A Lava Jato cotidiana

Há poucos dias, participei de um evento sobre os 10 anos da Operação Lava Jato. Advogados, juízes e professores debateram os exageros de um grupo de juízes e procuradores que, com apoio dos Tribunais, mídia e sociedade civil, passaram por cima de regras legais com o escopo de combater a corrupção e ocupar espaços de poder.
Foram elencados e repetidos os desacertos da operação, dentre os quais: prisões preventivas sem fundamento, uso de conduções coercitivas, vazamento ilegal de dados e informações para a imprensa, execução da pena sem condenações definitivas, dentre outras ilegalidades ocultas, à época, pelo véu de um bom mocismo que prometia “acabar com tudo isso que está aí” e reformular a política nacional.

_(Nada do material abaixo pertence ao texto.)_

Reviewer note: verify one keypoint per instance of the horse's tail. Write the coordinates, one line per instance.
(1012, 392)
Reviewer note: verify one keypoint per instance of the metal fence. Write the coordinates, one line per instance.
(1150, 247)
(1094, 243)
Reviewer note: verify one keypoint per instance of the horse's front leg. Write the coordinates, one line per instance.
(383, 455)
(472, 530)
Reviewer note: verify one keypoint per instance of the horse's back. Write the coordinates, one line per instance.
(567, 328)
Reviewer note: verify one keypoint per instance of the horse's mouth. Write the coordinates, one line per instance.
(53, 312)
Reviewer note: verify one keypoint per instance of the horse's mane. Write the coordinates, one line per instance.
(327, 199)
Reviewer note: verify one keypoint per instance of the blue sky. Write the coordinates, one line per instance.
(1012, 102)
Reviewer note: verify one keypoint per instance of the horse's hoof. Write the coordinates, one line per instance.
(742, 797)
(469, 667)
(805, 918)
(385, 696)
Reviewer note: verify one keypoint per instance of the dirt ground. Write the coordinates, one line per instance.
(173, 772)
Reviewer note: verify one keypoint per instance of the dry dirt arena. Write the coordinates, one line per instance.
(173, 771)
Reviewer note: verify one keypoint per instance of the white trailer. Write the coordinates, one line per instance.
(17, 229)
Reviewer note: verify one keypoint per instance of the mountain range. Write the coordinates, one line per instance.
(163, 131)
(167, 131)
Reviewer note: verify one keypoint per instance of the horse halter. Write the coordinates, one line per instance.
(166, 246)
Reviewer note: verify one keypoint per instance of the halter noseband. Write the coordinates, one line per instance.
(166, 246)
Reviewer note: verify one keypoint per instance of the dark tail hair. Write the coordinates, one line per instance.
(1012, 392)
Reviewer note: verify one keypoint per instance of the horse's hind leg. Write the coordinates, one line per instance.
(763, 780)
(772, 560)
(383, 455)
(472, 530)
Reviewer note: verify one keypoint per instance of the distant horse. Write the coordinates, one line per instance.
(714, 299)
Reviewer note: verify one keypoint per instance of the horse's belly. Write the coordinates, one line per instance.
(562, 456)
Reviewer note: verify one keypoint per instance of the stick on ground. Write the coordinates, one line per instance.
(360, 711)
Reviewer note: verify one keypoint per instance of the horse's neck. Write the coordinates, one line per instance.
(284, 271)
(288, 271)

Ao final do seminário, todos concluíram que aquele tempo passou, que reformas legais e institucionais dificultaram as estratégias de abuso de poder, e que os Tribunais finalmente reconheceram as ilegalidades, colocando uma pá de cal nos abusos. A todos pareceu que os desmandos fazem parte de um passado, talvez ainda ameaçador, mas que não impacta os sonos com o temor de sirenes e pancadas à porta a cada manhã.
Todas essas reflexões em torno da Lava Jato são corretas, menos a conclusão. É possível que seus alvos e advogados respirem aliviados, mas para aqueles que lidam com acusados ou suspeitos dos setores mais pobres da população, as ilegalidades não são parte do passado, mas persistem em um presente aflitivo.
Buscas e apreensões domiciliares sem mandato, prisões sem fundamento, revistas vexatórias, condenações com base apenas na palavra de policiais e execuções provisórias de pena, fazem parte da rotina daqueles que não integram o seleto rol dos afetados pela Lava Jato. Não se observa nesse segmento, o alivio com
a moderação dos Tribunais e a limitação ao abuso das autoridades, mas apenas a cotidiana preocupação com balas perdidas e violência desmedida.
Há quem diga que o arbítrio nesse contexto é justificado, dada a gravidade dos crimes praticados, em regra relacionados ao crime organizado, e que o comedimento exigido para delitos sem violência, como corrupção ou carteis, não se aplica ao tráfico de drogas e roubos que afligem a população.
Ocorre que, gostemos ou não, há algo chamado legalidade. É um princípio que submete o Estado e seus agentes ao império da lei, às regras criadas e estabelecidas por um processo democrático. Vale para todos, independente da classe social e do crime cometido. Se a norma exige ordem judicial para entrar em domicílios, vale para ricos e pobres, acusados de roubo ou de crimes de licitação. Se a Constituição estabelece a presunção de inocência, inadmissível a pena sem condenação definitiva, independente da classe social ou da repercussão midiática do delito.
O grau de civilidade de um povo está atrelado ao respeito à lei. Enquanto repudiarmos ilegalidades contra os altos escalões e fecharmos os olhos para o arbítrio cotidiano sobre as camadas mais pobres da população, seguiremos cumplices de um Estado de exceção, que voltará a tomar gosto pelo arbítrio e aguardará na esquina aqueles que aplaudem, ostensiva ou timidamente, seus abusos.